The Migration Policy Institute, which analyzes global migration policies, completed a 2014 study that concluded investor programs are enticing in theory, but have results that are “modest at best.”

The study was published the same year that the Canadian government, then the Conservatives, shut down the national cash-for-visa program.

The federal program had offered immediate permanent resident status – and therefore immediate entitlement to Canada’s social program network and protection under the Charter of Rights – in return for an $800,000 investment in a government bond over a five-year period.

But Quebec has continued with its program, using identical financial criteria, and in 2015 accepted in a record number of applicants.

The program’s continuation has caused tension because while Quebec gets the lion’s share of the financial benefits, more than 80 per cent of new arrivals under the Quebec program settle immediately in Toronto or Vancouver – where critics say they play a role in fuelling the red-hot housing markets.

The institute’s founder, Demetrios Papademetriou, said it’s no surprise investors line up to use the Quebec program when there are similar schemes in the U.S., the United Kingdom, Australia, New Zealand and many European countries.

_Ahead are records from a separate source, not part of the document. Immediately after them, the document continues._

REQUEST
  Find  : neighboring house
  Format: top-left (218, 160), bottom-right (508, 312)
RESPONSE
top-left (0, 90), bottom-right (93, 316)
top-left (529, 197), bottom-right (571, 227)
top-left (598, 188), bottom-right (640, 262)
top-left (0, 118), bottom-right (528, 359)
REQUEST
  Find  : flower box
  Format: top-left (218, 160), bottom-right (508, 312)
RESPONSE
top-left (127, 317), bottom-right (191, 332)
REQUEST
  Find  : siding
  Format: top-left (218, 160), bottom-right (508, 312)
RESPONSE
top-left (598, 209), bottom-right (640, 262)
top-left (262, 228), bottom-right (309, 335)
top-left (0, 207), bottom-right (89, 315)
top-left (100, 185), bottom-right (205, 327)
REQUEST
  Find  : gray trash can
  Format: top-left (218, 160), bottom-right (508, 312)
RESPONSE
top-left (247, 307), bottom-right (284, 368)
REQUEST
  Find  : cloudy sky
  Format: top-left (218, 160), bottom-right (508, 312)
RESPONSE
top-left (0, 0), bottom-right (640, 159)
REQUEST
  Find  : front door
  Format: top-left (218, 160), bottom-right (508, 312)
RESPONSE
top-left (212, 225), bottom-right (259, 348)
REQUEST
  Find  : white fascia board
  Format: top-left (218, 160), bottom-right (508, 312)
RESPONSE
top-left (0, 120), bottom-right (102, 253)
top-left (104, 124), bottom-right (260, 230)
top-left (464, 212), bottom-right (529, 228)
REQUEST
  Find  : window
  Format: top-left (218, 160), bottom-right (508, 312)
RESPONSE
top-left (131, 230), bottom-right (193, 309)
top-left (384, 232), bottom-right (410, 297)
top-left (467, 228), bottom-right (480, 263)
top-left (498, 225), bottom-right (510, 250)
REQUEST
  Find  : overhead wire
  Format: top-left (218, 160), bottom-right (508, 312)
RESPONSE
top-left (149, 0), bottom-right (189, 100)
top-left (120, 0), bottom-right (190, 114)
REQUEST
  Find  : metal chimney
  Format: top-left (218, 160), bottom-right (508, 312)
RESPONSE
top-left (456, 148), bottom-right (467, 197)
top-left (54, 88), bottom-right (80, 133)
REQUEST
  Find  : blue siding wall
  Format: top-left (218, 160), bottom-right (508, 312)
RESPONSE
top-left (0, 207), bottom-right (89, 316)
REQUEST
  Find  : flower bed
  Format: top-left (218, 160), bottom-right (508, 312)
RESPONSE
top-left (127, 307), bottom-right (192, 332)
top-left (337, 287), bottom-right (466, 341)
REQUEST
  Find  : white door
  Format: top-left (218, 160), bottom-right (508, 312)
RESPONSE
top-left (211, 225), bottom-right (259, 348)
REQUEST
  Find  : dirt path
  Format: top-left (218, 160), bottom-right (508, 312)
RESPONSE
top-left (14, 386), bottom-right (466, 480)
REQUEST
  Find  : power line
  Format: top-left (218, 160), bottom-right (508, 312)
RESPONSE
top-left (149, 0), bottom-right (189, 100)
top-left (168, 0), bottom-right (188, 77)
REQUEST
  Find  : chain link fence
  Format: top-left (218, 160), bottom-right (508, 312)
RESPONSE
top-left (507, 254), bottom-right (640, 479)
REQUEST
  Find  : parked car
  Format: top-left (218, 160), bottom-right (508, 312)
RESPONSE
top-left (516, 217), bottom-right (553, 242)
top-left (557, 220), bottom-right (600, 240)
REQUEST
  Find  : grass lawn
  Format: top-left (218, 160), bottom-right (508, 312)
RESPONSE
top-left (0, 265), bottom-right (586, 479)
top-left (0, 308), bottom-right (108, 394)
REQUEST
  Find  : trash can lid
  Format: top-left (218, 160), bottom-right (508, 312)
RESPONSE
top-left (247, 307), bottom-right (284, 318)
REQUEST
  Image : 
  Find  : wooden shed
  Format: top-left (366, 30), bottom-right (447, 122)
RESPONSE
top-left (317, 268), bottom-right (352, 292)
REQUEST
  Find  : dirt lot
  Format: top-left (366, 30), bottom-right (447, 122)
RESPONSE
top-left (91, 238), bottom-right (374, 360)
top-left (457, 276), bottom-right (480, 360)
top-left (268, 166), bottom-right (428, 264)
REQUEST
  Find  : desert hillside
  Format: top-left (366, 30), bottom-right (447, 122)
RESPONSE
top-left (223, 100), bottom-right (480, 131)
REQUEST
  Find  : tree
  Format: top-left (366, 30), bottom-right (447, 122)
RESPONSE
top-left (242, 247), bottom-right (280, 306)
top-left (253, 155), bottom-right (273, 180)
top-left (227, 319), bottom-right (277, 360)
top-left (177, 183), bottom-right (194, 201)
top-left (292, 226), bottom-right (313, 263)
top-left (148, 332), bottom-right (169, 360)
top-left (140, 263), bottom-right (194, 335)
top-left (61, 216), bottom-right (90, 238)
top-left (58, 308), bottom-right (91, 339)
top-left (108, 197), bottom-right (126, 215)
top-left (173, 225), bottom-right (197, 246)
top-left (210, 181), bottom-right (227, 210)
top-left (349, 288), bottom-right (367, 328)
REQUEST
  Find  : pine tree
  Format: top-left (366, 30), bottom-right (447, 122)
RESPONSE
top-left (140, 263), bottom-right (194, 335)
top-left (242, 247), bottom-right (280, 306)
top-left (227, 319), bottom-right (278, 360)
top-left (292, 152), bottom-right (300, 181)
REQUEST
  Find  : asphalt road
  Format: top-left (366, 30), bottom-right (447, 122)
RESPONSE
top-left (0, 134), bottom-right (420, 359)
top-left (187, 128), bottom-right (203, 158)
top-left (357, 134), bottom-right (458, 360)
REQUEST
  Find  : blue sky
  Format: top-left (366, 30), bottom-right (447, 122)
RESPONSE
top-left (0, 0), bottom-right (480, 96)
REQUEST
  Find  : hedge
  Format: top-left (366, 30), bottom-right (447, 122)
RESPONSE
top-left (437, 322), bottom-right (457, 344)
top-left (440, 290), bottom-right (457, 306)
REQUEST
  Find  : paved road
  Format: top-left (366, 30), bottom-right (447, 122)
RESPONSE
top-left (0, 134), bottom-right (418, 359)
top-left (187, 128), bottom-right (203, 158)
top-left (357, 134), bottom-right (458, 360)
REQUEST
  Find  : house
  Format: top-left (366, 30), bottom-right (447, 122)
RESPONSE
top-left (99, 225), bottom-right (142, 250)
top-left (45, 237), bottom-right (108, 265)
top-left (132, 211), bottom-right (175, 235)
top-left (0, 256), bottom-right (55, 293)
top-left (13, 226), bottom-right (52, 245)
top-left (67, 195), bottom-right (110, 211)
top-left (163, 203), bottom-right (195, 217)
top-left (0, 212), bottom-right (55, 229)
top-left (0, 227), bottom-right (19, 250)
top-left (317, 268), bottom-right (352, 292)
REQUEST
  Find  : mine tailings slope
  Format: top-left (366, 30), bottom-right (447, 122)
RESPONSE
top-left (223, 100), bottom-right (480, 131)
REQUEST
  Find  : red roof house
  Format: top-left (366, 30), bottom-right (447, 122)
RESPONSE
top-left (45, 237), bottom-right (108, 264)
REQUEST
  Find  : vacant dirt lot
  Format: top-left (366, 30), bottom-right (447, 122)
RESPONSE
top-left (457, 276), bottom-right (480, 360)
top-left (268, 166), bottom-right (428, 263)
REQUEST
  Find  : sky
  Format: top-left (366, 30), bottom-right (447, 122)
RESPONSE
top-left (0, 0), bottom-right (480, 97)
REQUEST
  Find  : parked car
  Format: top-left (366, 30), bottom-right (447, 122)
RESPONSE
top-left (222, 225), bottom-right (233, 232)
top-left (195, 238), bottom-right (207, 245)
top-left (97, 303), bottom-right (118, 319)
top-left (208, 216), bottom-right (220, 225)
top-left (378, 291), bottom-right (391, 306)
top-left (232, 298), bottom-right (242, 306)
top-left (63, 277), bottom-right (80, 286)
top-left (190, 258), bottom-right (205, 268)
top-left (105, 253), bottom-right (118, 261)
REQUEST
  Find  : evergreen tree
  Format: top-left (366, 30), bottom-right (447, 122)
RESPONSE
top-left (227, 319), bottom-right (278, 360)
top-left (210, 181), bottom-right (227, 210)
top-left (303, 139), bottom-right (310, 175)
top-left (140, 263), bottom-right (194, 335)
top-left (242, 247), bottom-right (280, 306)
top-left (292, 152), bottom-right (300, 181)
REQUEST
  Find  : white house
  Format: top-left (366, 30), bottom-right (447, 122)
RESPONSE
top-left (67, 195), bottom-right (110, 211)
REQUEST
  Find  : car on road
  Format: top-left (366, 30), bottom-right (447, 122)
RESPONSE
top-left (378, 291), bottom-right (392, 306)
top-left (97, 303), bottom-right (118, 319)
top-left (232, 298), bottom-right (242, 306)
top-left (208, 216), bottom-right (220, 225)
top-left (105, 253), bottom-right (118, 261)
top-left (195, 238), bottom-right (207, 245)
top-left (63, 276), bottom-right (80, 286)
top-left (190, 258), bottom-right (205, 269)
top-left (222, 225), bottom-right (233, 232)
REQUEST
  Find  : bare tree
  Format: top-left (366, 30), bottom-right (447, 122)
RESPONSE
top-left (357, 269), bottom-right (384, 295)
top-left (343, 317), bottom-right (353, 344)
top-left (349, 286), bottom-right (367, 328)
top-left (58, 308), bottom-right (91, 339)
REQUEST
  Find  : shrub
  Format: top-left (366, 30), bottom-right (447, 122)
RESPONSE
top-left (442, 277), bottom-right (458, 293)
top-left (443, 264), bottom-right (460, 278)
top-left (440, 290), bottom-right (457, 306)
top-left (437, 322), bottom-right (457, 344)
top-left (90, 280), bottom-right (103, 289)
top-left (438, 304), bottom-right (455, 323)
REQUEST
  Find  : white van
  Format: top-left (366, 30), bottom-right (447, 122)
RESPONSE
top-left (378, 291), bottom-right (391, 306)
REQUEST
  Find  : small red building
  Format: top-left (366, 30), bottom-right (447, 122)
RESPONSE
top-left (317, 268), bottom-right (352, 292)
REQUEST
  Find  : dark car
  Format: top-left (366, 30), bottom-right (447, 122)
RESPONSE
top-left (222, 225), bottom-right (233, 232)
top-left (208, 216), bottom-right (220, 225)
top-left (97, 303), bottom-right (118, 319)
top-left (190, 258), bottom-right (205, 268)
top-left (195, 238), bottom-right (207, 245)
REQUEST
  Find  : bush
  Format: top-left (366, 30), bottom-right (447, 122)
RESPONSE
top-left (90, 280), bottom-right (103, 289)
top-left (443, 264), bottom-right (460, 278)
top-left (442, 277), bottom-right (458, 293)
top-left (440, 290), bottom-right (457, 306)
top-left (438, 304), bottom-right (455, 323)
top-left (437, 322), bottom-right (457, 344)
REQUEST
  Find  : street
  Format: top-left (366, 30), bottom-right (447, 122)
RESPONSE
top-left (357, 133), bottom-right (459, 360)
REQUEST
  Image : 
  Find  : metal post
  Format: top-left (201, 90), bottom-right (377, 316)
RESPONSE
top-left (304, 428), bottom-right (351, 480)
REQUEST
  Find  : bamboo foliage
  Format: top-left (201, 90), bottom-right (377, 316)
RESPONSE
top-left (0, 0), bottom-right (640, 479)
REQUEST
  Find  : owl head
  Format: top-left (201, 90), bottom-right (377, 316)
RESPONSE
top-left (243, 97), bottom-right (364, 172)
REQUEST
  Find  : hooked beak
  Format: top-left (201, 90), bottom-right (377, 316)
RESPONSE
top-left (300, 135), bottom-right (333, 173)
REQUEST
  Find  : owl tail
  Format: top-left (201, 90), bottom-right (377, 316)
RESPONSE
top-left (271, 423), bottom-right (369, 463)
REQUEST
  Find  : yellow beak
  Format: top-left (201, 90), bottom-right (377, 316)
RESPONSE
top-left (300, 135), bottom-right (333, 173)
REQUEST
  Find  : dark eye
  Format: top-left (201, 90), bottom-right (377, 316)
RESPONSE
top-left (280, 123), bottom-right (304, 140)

“It’s is among the most generous, particularly when you compare how desirable it is to make it to Canada,” Papademetriou said Tuesday in an interview from Washington, D.C.

Here is how the programs compare:

• Quebec: Requires a $800,000 bond investment for five years, with the interest (currently about $50,000) going into provincial government coffers. The investor, who must prove he or she has assets worth at least $1.6 million, gets immediate permanent resident status.

• United States: This program requires investors to put US$500,000 in a potentially risky corporate endeavour, meaning applicants can and sometimes do lose their investment. In return, the investor gets a temporary resident card and after two years can seek permanent residence status.

• United Kingdom: Requires applicants to invest two million pounds ($3.4 million Cdn.) in a government bond or stocks in return for a three-year resident visa that can be extended for another two years, followed by the possibility of obtaining permanent resistant status. One of the UK’s restrictions, however, prevents investors from putting their money into real estate.

• Australia: Requires a $1.5-million investment in a company, but the investor must also be under 45 years of age, have assets of $2.25 million, have a “vocational level of English-language” proficiency, and proof of business experience. Australia has other programs for older investors, though these have greater restrictions. For instance, those over age 55 can’t have dependents.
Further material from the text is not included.